Le site EADS des Mureaux (Yvelines), Astrium Space Transportation, qui co-produit les lanceurs de la fusée Ariane et les missiles nucléaires français, employait il y a cinq ans environ 2 000 salariés. En juin 2004, quelques mois après l’annonce de 219 suppressions de postes, et après déjà deux, plans sociaux en 2002 et 2003, tombait un plan de 130 licenciements. C’est le moment que choisit le conseil régional pour accorder (le 23 septembre 2004) à cet établissement une subvention de 1 million d’euros, complétée par un autre million venant du conseil général des Yvelines. Il s’agissait de participer à un programme destiné à « renforcer l’activité composites » pour « sauvegarder la centaine de postes que (cette) activité génère » et « permettre, à terme, son accroissement et celui du nombre d’emplois associés ». EADS s’engageait à maintenir les 100 emplois du (seul) département « composites » de l’usine et à générer « à terme » 40 autres emplois associés à cette activité, ainsi qu’à réaliser effectivement son investissement dans ce secteur (7 millions d’euros).
Dans le même temps, les suppressions d’emplois ont cependant continué, globalement au niveau du groupe mais aussi dans d’autres divisions de la même usine des Mureaux. En 2007, dans le cadre du plan de restructuration « Power 8 », 330 nouvelles suppressions de postes, étalées sur trois ans, ont été annoncées sur le site.

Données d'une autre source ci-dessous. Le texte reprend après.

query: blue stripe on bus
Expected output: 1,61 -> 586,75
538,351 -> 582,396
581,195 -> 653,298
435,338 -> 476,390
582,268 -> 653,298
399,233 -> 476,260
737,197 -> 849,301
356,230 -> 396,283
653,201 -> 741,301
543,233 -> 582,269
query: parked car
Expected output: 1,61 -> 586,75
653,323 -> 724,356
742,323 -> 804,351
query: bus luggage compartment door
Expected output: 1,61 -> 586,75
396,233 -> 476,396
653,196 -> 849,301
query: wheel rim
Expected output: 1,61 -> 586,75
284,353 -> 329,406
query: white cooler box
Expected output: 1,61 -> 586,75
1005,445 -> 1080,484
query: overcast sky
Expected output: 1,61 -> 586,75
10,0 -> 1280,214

Le 8 septembre 2004, Daniel Brunel avait tenu une conférence de presse, destinée à présenter les grandes lignes de son action en cours et à venir. Dans son discours, il assurait que les fermetures de sites et les licenciements étaient inacceptables et annonçait que le conseil régional avait décidé de réagir vigoureusement. Cette réaction, précisait-il, prenait la forme d’interventions audacieuses dans quatre dossiers : Tati, Facom, SKF et EADS. Chez Tati, le conseil régional était « à l’écoute des salariés et de leurs organisations syndicales », et restait « disponible » pour étudier ce qui pouvait être fait. Idem pour Facom (fabricant d’outillages qui licenciait et délocalisait), où la région avait financé une étude « confirmant la viabilité » d’un « projet alternatif ». Dans les deux cas, rien d’autre n’a suivi. S’agissant de SKF, la région avait co-élaboré et cosigné des conventions pour aider les salariés licenciés à se reclasser et pour réindustrialiser le site fermé de Thomery (Seine-et-Marne). Mais l’action la plus avancée, soulignait le vice-président, était de loin celle concernant EADS, puisque la région y avait « investi un million d’euros » afin de « défendre l’emploi » !

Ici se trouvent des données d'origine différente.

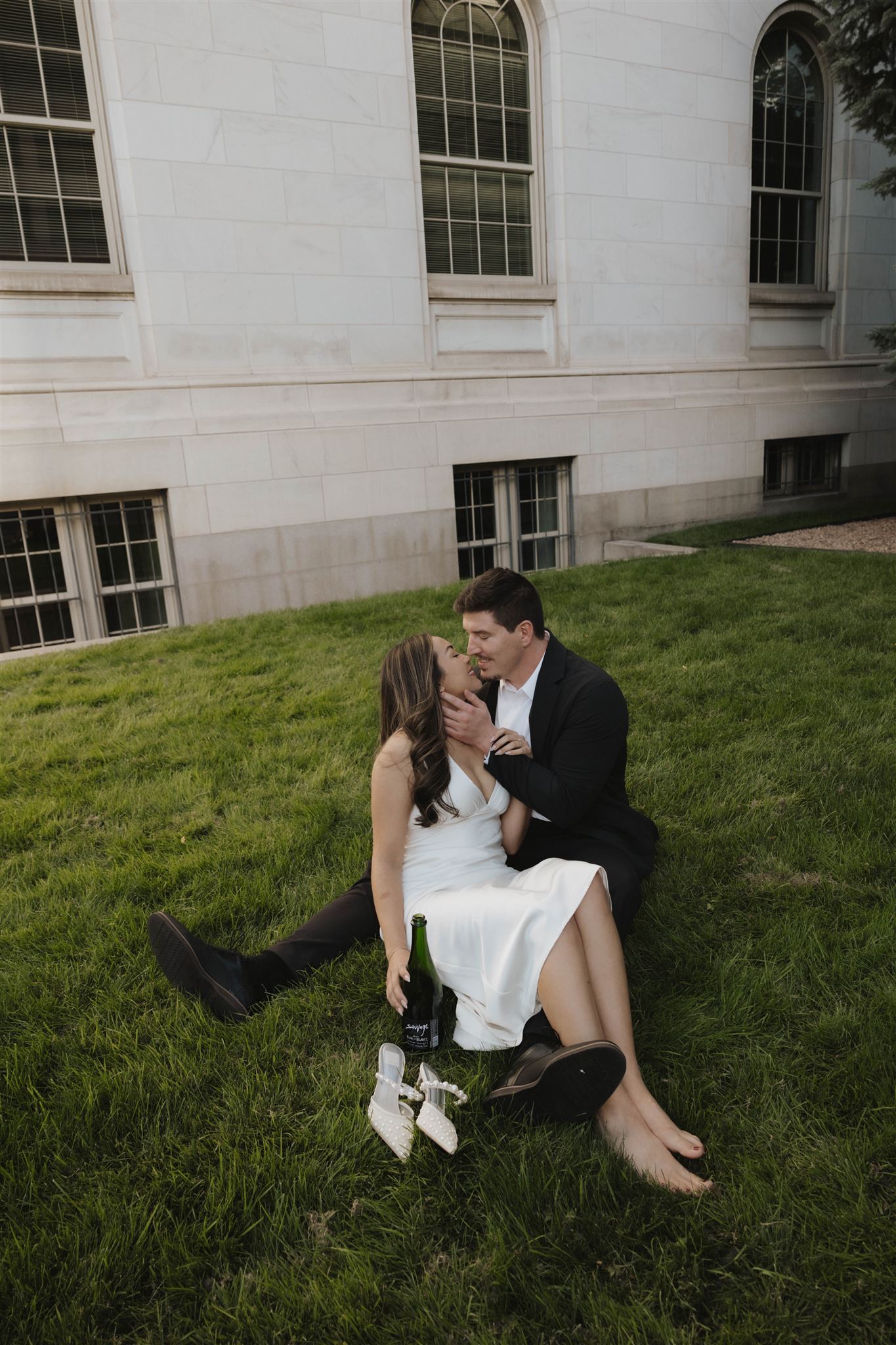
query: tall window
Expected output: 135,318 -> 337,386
454,461 -> 574,580
0,0 -> 110,267
0,495 -> 180,653
411,0 -> 534,276
750,22 -> 826,285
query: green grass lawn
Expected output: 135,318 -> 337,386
0,546 -> 896,1345
650,495 -> 896,546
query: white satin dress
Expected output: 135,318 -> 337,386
402,757 -> 608,1050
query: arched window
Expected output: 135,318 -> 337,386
411,0 -> 536,276
750,13 -> 828,285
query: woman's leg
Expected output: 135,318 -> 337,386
575,874 -> 704,1158
539,898 -> 710,1193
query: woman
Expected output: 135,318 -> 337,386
371,635 -> 712,1193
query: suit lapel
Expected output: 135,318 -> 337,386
529,635 -> 567,761
485,682 -> 498,724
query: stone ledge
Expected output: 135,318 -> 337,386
603,539 -> 700,561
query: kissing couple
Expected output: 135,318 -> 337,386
149,569 -> 712,1193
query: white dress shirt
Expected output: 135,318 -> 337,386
486,637 -> 549,822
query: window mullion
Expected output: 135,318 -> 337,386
1,127 -> 28,261
28,0 -> 50,117
0,111 -> 96,136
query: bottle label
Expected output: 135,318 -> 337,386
404,1018 -> 439,1050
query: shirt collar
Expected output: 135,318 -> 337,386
501,631 -> 551,701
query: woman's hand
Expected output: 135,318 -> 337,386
492,729 -> 532,756
385,948 -> 411,1013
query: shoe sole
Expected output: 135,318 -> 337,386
485,1041 -> 626,1122
146,910 -> 249,1022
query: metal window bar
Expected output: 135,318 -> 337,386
454,461 -> 575,580
515,461 -> 572,570
82,496 -> 177,636
0,504 -> 81,653
454,467 -> 511,580
763,435 -> 842,499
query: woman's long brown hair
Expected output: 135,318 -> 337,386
380,635 -> 457,827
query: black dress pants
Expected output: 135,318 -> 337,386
268,822 -> 641,1046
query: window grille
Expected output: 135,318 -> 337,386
750,24 -> 825,285
763,435 -> 842,499
0,0 -> 110,265
89,499 -> 171,635
411,0 -> 534,276
454,461 -> 574,580
0,506 -> 78,652
0,496 -> 180,653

À ce sujet, il affirmait : « la région a obtenu (…) que toute restructuration ayant un impact négatif sur l’emploi entraînerait la suspension de la convention et la demande de remboursement des subventions octroyées. » Malgré les restructurations et licenciements qui se sont poursuivis sur le site des Mureaux, le conseil régional n’a formulé aucune demande de remboursement. Comme il ne l’a fait, depuis 1998, dans aucun autre dossier.